When Dean Skurka joined Bitbuy in 2018, the platform had only four employees, a few thousand users, and about $25 million in trading volume. Fast-forward to today, Skurka now oversees WonderFi: A company that’s consolidated multiple Canadian exchanges, boasts 1.7 million accounts, and guards $2 billion in client assets.

But Skurka isn’t just sitting on a domestic empire—he’s building outward.

Dean Skurka is a speaker at Consensus 2025 in Toronto May 14-16.

In a conversation with CoinDesk, WonderFi’s president and CEO, Dean Skurka, detailed his company’s next chapter: launching a Layer-2 blockchain in partnership with zkSync and expanding into Australia, a country he says “checks both boxes” of regulatory clarity and strong adoption. He also discussed the outlook for centralized exchanges and how Canada’s crypto landscape is changing.

Here is an edited and shortened version of his conversation with CoinDesk, ahead of his appearance at Consensus 2025 in Toronto.

The centralized exchange said in February that it is launching a Layer 2 blockchain based on ZKsync to connect its users to decentralized finance (DeFi).

“When we think about the long-term trend across the industry, we see a really strong synergy between centralized exchanges, where the users are originating or the assets are originating, and giving them a seamless bridge to everything that’s happening on chain today.”

Skurka says WonderFi’s knowledge of running trading platforms, regulatory credibility, and asset base gives it an edge over a plethora of other Layer 2s connecting DeFi.

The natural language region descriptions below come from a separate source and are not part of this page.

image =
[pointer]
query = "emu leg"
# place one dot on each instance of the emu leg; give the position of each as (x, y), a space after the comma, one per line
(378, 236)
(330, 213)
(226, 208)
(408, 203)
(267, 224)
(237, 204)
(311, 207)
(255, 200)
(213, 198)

Unlike some other rival Layer 2 chains launched with splashy token incentives or VC hype, Skurka says WonderFi’s approach is more grounded and long-lasting. It plans to foster long-term use through builder incentives, hackathons and ecosystem support.

Rather than viewing decentralized exchanges as competitors for centralized exchanges, Skurka sees them as extensions. Centralized exchanges provide the bridge for first-time users to go from buying and selling crypto on regulated and trusted platforms to on-chain activities that open up more innovative new products that exist in the crypto ecosystem.

“[Centralized exchanges] are building out the components that will allow their users to seamlessly interact on chain, but at the same time building up the the capabilities on the exchange side to look more akin to traditional financial service products, which we think will create incremental value on both sides over the next 5 to 10 years,” he said.